As consultation comes to an end, the head of Tata Steel’s European operations has written an open letter to employees urging them not to support industrial action to retain “unaffordable early retirement benefits”.

Chief executive of Tata Steel's European operations Karl Koehler has claimed the company’s actions have been “aimed at developing an affordable and sustainable pension scheme through changes that are fair and balanced”.

Steel unions Community, GMB and Ucatt’s ballots end today but Unite’s, which represents 6,000 workers, will end on June 5.

At present, workers can retire at the age of 60 without an actuarial reduction.

The company’s view is that they should now work until the age of 65 for a full pension. If they were to retire at age 60 then, they would lose five per cent for each year of early retirement – 25 per cent in total.

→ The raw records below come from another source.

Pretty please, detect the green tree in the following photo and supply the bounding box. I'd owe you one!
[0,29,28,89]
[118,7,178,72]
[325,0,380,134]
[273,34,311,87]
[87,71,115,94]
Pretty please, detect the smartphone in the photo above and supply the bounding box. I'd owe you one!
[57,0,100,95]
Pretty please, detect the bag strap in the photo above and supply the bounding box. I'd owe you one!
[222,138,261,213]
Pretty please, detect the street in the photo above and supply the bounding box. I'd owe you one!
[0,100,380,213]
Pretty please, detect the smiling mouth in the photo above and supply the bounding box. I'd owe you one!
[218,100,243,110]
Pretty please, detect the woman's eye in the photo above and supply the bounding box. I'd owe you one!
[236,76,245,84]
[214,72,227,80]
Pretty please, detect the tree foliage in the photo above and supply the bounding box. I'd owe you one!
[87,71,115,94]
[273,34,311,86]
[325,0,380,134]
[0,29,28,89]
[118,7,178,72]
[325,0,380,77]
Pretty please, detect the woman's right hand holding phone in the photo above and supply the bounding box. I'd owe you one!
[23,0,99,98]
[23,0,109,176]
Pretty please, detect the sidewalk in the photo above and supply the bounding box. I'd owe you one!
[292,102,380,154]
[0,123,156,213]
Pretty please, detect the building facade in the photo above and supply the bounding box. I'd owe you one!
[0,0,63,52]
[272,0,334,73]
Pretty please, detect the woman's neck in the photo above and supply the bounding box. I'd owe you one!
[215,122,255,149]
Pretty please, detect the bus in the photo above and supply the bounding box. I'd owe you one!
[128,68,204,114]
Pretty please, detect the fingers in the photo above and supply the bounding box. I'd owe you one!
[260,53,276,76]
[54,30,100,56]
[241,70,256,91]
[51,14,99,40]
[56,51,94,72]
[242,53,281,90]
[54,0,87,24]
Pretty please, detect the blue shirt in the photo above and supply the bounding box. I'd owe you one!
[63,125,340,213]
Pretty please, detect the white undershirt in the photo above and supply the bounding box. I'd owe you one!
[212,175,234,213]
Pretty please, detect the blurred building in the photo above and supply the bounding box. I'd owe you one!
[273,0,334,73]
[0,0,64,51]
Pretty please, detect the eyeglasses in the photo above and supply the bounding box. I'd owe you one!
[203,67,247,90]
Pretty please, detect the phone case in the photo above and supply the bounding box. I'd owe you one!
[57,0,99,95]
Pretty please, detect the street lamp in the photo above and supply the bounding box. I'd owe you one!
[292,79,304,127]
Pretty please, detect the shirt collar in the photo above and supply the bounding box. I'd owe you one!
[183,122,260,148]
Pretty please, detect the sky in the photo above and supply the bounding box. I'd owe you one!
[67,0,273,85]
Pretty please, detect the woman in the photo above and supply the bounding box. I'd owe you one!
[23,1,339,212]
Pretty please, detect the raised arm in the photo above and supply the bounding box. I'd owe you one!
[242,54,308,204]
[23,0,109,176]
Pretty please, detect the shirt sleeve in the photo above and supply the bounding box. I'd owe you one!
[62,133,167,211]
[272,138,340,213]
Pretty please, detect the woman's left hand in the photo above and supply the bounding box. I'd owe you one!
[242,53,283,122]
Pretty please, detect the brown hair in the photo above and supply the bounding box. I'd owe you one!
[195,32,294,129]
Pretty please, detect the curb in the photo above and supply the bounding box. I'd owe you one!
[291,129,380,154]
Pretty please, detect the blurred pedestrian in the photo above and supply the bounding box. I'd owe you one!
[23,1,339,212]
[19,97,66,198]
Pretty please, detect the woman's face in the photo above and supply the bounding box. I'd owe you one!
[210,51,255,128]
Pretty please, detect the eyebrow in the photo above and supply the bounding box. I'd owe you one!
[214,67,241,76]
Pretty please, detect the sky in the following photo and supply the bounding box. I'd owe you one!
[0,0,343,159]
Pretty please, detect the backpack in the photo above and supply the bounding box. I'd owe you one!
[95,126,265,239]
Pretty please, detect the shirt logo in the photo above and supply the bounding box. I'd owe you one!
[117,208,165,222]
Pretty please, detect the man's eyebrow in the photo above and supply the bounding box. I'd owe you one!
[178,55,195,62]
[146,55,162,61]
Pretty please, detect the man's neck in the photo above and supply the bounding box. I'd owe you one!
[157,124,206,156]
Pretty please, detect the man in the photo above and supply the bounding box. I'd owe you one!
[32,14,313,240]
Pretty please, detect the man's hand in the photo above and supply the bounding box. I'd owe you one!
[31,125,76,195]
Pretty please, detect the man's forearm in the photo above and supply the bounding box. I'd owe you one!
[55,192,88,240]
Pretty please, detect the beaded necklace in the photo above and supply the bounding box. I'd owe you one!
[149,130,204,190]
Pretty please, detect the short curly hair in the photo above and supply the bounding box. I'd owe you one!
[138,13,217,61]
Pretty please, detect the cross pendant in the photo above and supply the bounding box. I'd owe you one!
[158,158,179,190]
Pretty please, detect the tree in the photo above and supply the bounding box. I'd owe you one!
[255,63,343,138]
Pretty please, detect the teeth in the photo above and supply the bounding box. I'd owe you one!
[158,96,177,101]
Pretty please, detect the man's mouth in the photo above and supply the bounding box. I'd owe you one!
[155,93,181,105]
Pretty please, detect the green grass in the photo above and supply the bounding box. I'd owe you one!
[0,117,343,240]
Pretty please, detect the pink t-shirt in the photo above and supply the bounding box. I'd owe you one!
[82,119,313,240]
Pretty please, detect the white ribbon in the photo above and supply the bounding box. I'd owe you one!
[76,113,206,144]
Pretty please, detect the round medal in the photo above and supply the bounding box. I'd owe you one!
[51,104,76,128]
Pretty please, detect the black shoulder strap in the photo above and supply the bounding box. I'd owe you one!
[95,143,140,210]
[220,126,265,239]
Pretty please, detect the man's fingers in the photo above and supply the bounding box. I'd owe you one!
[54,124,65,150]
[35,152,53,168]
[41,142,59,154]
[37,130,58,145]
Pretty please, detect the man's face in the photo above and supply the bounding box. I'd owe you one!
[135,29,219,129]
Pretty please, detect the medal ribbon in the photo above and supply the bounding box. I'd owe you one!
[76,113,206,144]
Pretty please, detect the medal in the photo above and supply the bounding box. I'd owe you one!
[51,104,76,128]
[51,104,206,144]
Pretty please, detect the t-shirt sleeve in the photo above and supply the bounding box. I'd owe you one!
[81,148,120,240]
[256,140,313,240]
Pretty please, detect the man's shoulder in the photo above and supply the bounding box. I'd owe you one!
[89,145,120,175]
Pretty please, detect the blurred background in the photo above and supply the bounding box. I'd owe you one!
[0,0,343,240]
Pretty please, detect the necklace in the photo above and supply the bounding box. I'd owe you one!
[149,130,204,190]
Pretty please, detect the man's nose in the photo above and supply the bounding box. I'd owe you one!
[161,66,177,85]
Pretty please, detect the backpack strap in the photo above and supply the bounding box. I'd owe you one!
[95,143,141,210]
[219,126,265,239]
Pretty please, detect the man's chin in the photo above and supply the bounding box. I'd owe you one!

Chief executive of Tata Steel's European operations Karl Koehler said in his letter to employees: “The past few years have seen the UK – and most of the world – go through the worst financial crisis for generations.

“One of the consequences has been record low interest rates. And like savings in the bank, our pension scheme’s assets have not been growing fast enough to keep up with increases in the expected cost of providing benefits. The result has been a huge shortfall of up to £2 billion which is clearly not sustainable.

“We as a business, like many others, are faced with some difficult choices.

“The changes we’ve proposed to our UK pension scheme will help protect the benefits colleagues have already earned. They will also, crucially, ensure a good pension for our people in the future which is both affordable and sustainable.

“The unions continue to insist on keeping unaffordable early retirement enhancements in the pension scheme which would favour our older colleagues - but would be to the detriment of younger members of the team. I believe the unions’ proposals would be unfair and unbalanced.”

Mr Koehler said the company has been unable to agree on a way forward with the unions but said it is open to talks and further negotiations.

“I understand and recognise colleagues’ frustrations at this situation,” he added. “But I would ask them not to support industrial action to retain unaffordable early retirement benefits. Ultimately, such action would be self-defeating and would jeopardise our efforts to build a sustainable business in the UK.

“I hope the pension consultations of recent weeks will result in a fair and sustainable future for all members of our talented and skilled team, inspiring the next generation to consider a lifelong and proud career in one of Britain’s ‘foundation’ industries.”